There is rising domestic and international concern regarding North Korean women defectors in China who live in the shadows of human rights. The Chinese government, however, is cracking down severely on groups that support North Korean refugees, blocking ways to actually help these people.
Victims of human trafficking fall into three categories - being targeted by traffickers even before leaving North Korea and handed over to Chinese traffickers upon crossing the river, crossing the river alone and eventually falling into the hands of traffickers watching the riverbank, and reaching inland cities only to be caught by traffickers at train stations or markets. There are countless human trafficking rings along the Sino-Korean boarder, with a rising number of them starting their nefarious acts in North Korea.
The victims are reported to be sold to old bachelors or widowers in the countryside for 3000 yuan (a little over US$400) each and forced into marriage. According to a North Korean women support group, in most cases a few men from the same village pool their money to purchase one woman. If five men buy the joint ownership of one woman, the woman is forced to have sex with all five of them by night and take care of all five households and farms by day. There are cases where brothers buy and share one woman. A woman caught and sold to a village becomes an important village property. And so all the villagers keep watch over the woman, making escape impossible. On top of this, marriage between North Korean refugees and Chinese nationals is not recognized by law, meaning that these women have nowhere to turn to for protection.
During the second International Conference on North Korean Human Rights and Refugees held in Japan in February, one North Korean woman defector testified to the slave-like living conditions of her compatriots thus, "If you're sold to a place like Shantung, you'll never make it out of there. They tie up your hands and feet, follow you even to the bathroom, and never let you out of the house. If you happen to escape and then get caught by the family you were forced to marry into, you'll be horribly beaten, and sometimes even killed. People like us can be killed and never discovered as long as the villagers keep their mouths shut."
There are about four to five hundred groups in China working to support North Korean refugees, but only a small minority of the North Korean women gets to receive help from such groups. This is because these groups must act in secret, away from the eyes of the Chinese government. Such activities cost a lot of money as well. Upon receiving information about North Korean victims of human trafficking, the support groups usually buy back the women, and the repurchasing price has steadily increased to about five times the original. Another thing these women direly need is a safe hiding place, but it is not easy to find such places in China. They barely manage to house one or two women at a time in a remote apartment or farmhouse.
Providing even such insufficient support has become difficult this year. Since the incidents where North Korean asylum seekers planned and staged the storming of foreign diplomatic establishments in rapid succession, Chinese authorities have expelled all the support groups and arrested and detained missionaries who had been helping North Korean refugees.

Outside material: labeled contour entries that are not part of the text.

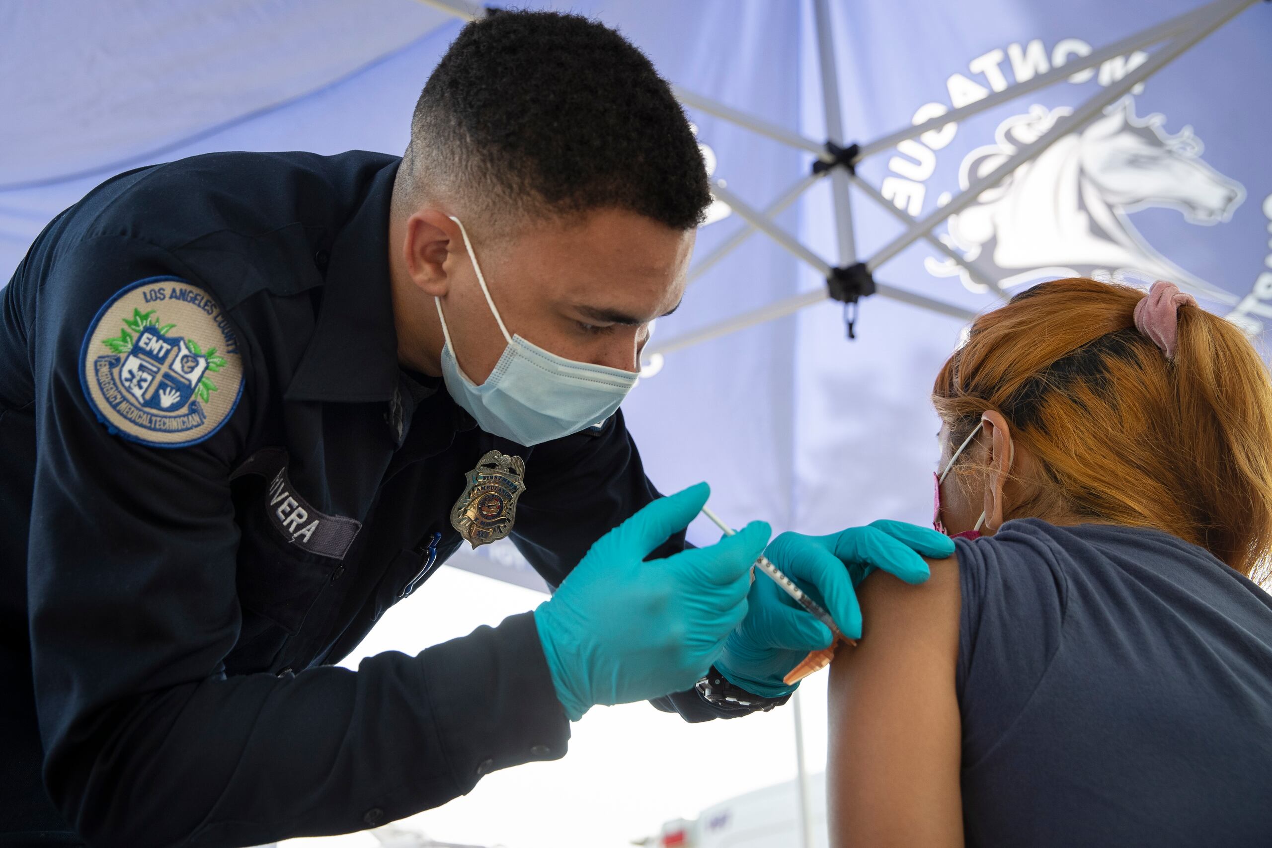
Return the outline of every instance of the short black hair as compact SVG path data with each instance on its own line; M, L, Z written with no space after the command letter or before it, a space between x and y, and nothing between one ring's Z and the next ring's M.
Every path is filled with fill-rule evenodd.
M688 230L711 203L684 111L616 31L556 11L466 25L415 107L398 186L483 217L617 207ZM404 178L404 179L403 179Z

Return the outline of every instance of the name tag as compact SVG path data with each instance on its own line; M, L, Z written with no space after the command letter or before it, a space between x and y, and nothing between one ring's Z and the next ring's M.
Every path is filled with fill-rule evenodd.
M363 523L342 515L327 515L309 503L287 477L287 451L281 448L258 450L234 469L230 479L244 474L258 474L270 481L265 498L266 517L284 539L319 557L345 558Z

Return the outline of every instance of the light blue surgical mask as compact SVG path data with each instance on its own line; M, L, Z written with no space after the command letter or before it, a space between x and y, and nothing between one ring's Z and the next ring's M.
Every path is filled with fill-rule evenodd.
M441 313L441 300L434 297L446 339L441 348L441 375L455 403L486 432L527 448L586 430L614 414L640 374L567 360L520 336L509 334L477 264L468 231L458 217L452 215L450 220L459 225L468 258L477 272L477 284L506 342L495 370L485 383L474 384L459 367L446 317Z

How can the problem of human trafficking and human rights violations faced by North Korean women defectors be solved? Some of the support groups suggest that a North Korean refugee camp be built in Mongolia. The refugees can avoid China's hard-line stance against them and turn instead to Mongolia, where they have relatively more freedom and can receive job training at the refugee camp. But workers in the support groups helping North Korean women refugees point out that this is an unrealistic solution, since it takes the women who have no means of transportation two months to reach Mongolia on foot, by which time they would be caught either by Chinese authorities or traffickers.
These women will never be safe as long as the Chinese government refuses to recognize that the North Korean escapees are 'refugees according to international laws.' Support groups stress that the most important thing for now is to use international public opinion to persuade Beijing to change. This means the international community raising one voice appealing China, currently quite sensitive to international criticism with the 2008 Beijing Olympics ahead, to recognize the North Koreans' refugee status, stop arrests and forced repatriation, and eradicate trafficking of North Korean women.
To this end, groups helping North Korean women defectors are planning to conclude the groundwork of their situation survey by the end of this year. They will send survey teams to the eight borderland areas to gather accurate data on the number of women defectors, their age and route into China, their suffering of human trafficking and so on. At the same time, the groups will continue pushing the issue at the UN and other international conferences in order to set it as an international agenda. As emphasized by UNHCR Ruud Lubbers on the occasion of the World Refugee Day on June 20, offering "adequate protection and assistance for refugees … halts rising crime, prevents new violence and can be crucial for global security."